Dunn et al[26] demonstrated the neurotoxicity of CsA in transplanted patients. Three cases developing CsA associated akinetic mutism after liver transplantation were reported by Bird et al[27], two of three were identified by MRI. The CsA level in all patients was monitored and controlled in normal range. Although the mean in-hospital CsA level in CPM group was not different with that in cerebral hemorrhage/infarct group, the CsA leves in patients with CNS complications was higher than that in patients without CNS complications. In this study, pretransplant hypomagnesemia was noted in all patients after OLT. Previous study suggested[28] that CsA neurotoxicity could lead to massive white matter lesions. Hypomagnesemia might contribute to CsA neurotoxicity and was associated with development of CPM after OLT, although the mechanism of CPM is unclear.

The results of our study also suggested that operation time in patients with CPM was significantly longer than that in patients without CNS complications. But there were no differences in operation time between patients with cerebral hemorrhage/infarct and without CNS complications, indicating that CNS lesions in liver transplant recipients may be related with intraoperative bleeding, prolonged low blood perfusion.
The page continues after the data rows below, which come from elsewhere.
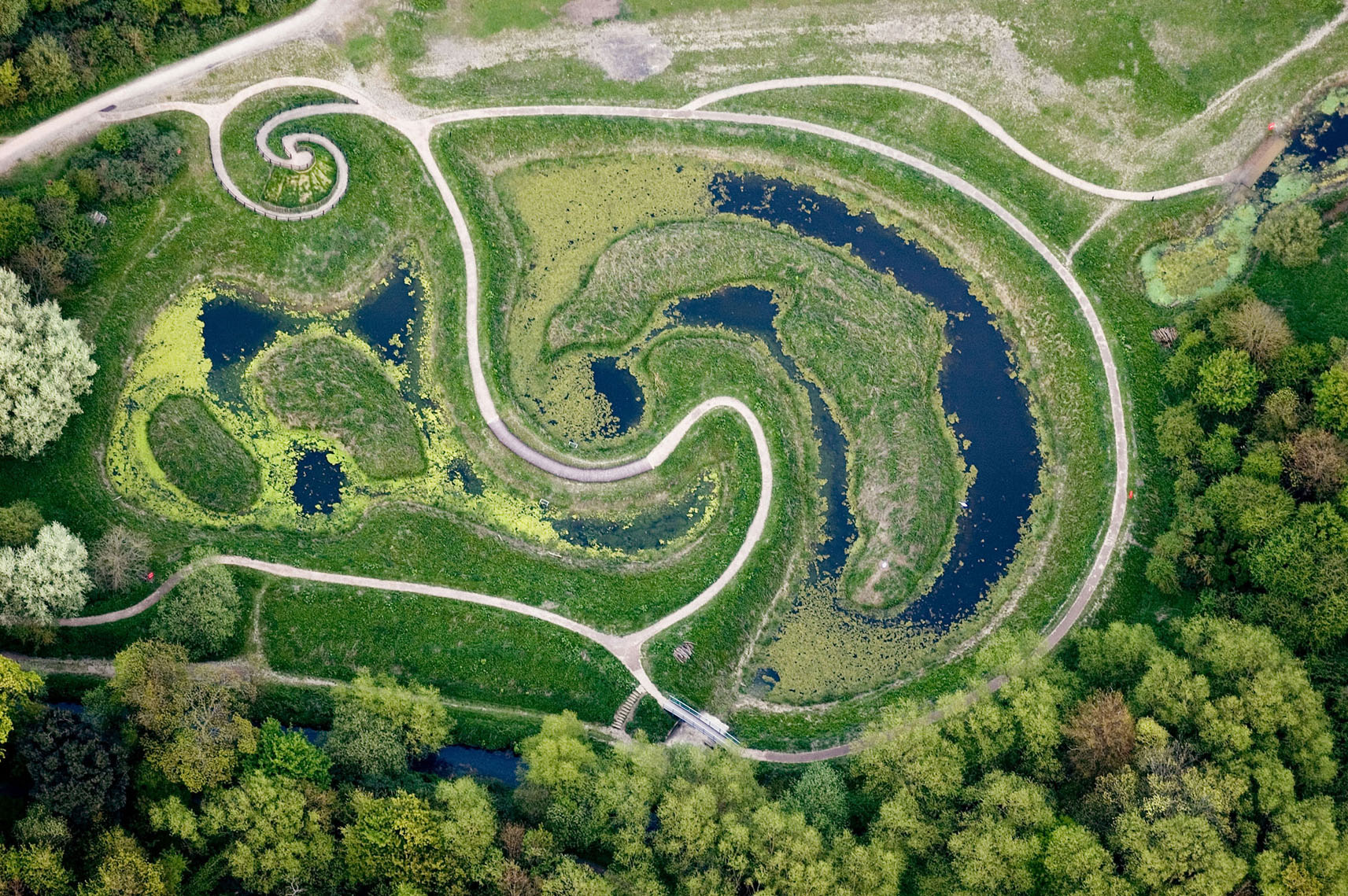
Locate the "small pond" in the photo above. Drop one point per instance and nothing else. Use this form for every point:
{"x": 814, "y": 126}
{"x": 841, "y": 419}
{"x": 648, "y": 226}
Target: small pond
{"x": 461, "y": 470}
{"x": 977, "y": 383}
{"x": 452, "y": 761}
{"x": 234, "y": 330}
{"x": 389, "y": 319}
{"x": 1320, "y": 140}
{"x": 457, "y": 761}
{"x": 319, "y": 483}
{"x": 624, "y": 395}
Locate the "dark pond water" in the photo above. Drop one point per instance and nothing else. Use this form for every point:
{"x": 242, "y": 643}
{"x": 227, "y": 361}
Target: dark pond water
{"x": 460, "y": 470}
{"x": 619, "y": 385}
{"x": 456, "y": 761}
{"x": 317, "y": 483}
{"x": 389, "y": 319}
{"x": 646, "y": 531}
{"x": 977, "y": 384}
{"x": 1320, "y": 140}
{"x": 452, "y": 761}
{"x": 751, "y": 310}
{"x": 234, "y": 332}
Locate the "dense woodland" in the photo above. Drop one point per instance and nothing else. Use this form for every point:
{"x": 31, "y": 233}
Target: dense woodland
{"x": 1255, "y": 430}
{"x": 58, "y": 51}
{"x": 1202, "y": 765}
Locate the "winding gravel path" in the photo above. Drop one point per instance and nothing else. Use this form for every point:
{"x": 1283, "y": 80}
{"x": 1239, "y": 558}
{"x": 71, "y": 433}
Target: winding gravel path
{"x": 629, "y": 648}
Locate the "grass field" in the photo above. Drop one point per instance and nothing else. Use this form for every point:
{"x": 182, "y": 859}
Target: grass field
{"x": 200, "y": 457}
{"x": 395, "y": 540}
{"x": 1312, "y": 297}
{"x": 153, "y": 251}
{"x": 1060, "y": 376}
{"x": 328, "y": 384}
{"x": 468, "y": 652}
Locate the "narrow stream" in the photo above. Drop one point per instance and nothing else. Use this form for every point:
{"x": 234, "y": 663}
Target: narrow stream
{"x": 977, "y": 382}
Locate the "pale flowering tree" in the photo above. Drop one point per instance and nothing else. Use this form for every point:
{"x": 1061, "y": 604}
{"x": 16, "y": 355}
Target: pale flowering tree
{"x": 45, "y": 367}
{"x": 45, "y": 581}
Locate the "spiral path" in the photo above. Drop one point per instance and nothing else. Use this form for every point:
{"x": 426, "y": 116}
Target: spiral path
{"x": 629, "y": 648}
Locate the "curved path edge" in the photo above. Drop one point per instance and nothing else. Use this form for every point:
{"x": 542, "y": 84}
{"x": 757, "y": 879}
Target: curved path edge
{"x": 629, "y": 648}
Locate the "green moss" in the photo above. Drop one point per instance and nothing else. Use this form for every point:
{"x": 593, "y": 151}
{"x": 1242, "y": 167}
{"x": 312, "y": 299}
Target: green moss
{"x": 200, "y": 457}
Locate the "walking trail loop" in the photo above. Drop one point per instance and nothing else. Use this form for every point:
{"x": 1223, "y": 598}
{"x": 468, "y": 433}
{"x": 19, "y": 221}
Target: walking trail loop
{"x": 630, "y": 647}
Prevention and therapy of CPM after OLT

To our knowledge, at present there is no definitive therapy for CPM. Therefore, prevention of this condition has become crucial[29]. Slower correction of perioperative hyponatremia may be critical for patients undergoing OLT. The rate of correction should not exceed 15 mmol/L/24 h or 18 mmol/L/48 h. Major fluctuations in serum sodium during surgery should be avoided. Plasma osmolality level should be remained within normal reference, and aggressive magnesium replacement should be initiated for hypomagnesemia. To decrease the duration of operation and intraoperative bleeding, no veno-venous bypass should be recommended. Immunosuppressive agent concentrations should be carefully monitored and controlled to avoid neurotoxicity[30]. MRI of head should be performed when patients occurred neurologic and psychiatric symptoms after OLT[31,32]. The best way of preventing CPM was to perform transplantation at an early stage of the disease. More recently, subclinical CPM after OLT was reported[33], the patients were nearly asymptomatic, but MRI showed marked lesions in the pontine. According to these we suggest that the diagnosis of CPM should be considered in patients undergoing OLT with major electrolyte fluctuations, and high immunosuppressive agent levels. MRI is currently the best modality available to identify CPM. Support treatment is very important for patients with CPM. It was reported that cortical hormonel, vitamin, and serum replacement were used in CPM[34]. Whether these therapies play a role in CPM remains to be determined.

Prognosis of CPM after OLT

A previous study showed[35] that the occurrence of CPM after OLT varied from 2 to 11 d, average 7 d. The prognosis of CPM is usually dismal, with a high mortality rate. The results of the present study demonstrated that CPM occurred 3 to 18 d OLT. The median time of survival after OLT was 24.6 ± 16.13 d, ranged 7 to 48 d, the mortality was 100%. These liver transplant recipients with CPM were associated with the following aspects. (1) Patients with CPM often had other complications[36], such as infection, hemorrhage of digestive tract, and multi-organ failure. (2) Inadequate water intake and electrolyte derangements were not corrected due to CPM. (3) Venovenous bypass was used in part of transplantations[37,38], which led to the increase in operation time, interoperative bleeding, time of low perfusion. The limited number of patients in this study may account for the high mortality of CPM after OLT.